The overbearing imagery that riddles the film's second half stands out because it is so clumsily presented. The constant juxtaposition of Hindutva and cow politics with Khabar Lahariya’s election coverage doesn't make the statement that the filmmakers thought.

They failed when they stopped trying to tell the story they came to tell and instead got carried away by the political agendas around them. They keep trying to portray Hindutva as an overwhelmingly masculine force emphasising the 'all-male' Hindu Yuva, zooming in on the men in the last few scenes of the election parade and festival celebrations. They make much of a set of shots that show a few women watching the seemingly all-male procession from behind barred windows. But they quickly pass over shots of women dressed up in saffron saris and sunglasses, dancing and celebrating the electoral victory. To gloss over this reality might make the story more palatable and relatable but less accurate and ultimately less impactful.

Khabar Lahariya is so exponentially successful, while still entirely precarious financially and socially.

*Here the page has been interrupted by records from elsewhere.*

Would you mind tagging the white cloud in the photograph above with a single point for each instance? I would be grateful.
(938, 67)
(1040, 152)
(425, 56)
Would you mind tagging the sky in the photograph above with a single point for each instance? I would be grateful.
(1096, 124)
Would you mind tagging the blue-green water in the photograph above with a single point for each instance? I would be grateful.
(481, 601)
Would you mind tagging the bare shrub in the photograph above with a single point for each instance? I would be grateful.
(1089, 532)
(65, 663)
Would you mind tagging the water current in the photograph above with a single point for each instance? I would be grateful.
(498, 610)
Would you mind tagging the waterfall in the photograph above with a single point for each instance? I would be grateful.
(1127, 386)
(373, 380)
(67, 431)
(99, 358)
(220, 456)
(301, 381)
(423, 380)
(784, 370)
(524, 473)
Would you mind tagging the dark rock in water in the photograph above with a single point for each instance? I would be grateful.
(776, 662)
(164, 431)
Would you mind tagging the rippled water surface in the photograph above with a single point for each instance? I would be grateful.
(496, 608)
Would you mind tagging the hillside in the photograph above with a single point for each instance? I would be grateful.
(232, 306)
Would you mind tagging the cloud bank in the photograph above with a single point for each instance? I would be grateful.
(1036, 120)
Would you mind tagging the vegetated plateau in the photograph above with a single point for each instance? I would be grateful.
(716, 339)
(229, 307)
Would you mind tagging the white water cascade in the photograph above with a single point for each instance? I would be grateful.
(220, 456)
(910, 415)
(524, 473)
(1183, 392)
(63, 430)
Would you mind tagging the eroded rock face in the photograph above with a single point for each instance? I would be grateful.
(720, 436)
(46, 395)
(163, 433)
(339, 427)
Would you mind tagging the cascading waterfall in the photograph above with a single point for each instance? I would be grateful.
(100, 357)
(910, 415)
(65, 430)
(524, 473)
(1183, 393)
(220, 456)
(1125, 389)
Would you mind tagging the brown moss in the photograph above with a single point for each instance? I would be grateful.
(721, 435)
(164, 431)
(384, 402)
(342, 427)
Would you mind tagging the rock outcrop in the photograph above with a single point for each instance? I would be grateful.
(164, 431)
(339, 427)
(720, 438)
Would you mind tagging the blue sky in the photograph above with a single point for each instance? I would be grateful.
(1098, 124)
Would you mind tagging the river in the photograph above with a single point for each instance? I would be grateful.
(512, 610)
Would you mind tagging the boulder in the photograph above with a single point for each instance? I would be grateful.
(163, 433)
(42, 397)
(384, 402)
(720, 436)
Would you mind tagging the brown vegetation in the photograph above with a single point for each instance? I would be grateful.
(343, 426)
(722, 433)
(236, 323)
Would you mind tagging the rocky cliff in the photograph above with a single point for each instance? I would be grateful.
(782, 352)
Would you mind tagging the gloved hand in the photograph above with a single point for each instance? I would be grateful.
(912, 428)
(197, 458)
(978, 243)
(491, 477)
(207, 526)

Portraying the inner mechanics of Khabar Lahariya, how they do their work, how they fund it, how they sustain it, how they self-govern, train, and equip reporters etc., would have been the hook that made the film genuinely relatable. Because despite the severe deficits with which they operate, Khabar Lahariya reporters were going through the same shift from print to digital that all newsrooms had to contend with or adapt to. Their story is already universal.

Journalism is a trade profession, more craft than art or science, so the procedure, how we work — that's the best place to look if you want to explore why we do it. The film was at its most truthful when showing the magnitude of Khabar Lahariya’s  work, not just in subscribers or views but in the real-world localised impact of their journalism. This magnitude is equally, if not more, reflected in the success of being able to gainfully employ and equip larger and larger numbers of women from diverse perspectives and backgrounds in some of the most remote areas of the cow belt.

Rather than painting a story about exceptionalism, the filmmakers could have just portrayed Khabar Lahariya as what it is consistently — reporters facing tremendous odds. Because what they're doing is excellent journalism, and I think the film loses sight of how crucial that is. Not just for Dalits and not just in Uttar Pradesh, but everywhere and everyone. Journalists everywhere can, and do, learn from how Khabar Lahariya does their work. The filmmakers chose to call their project Writing with Fire. They should have focused more on the writing.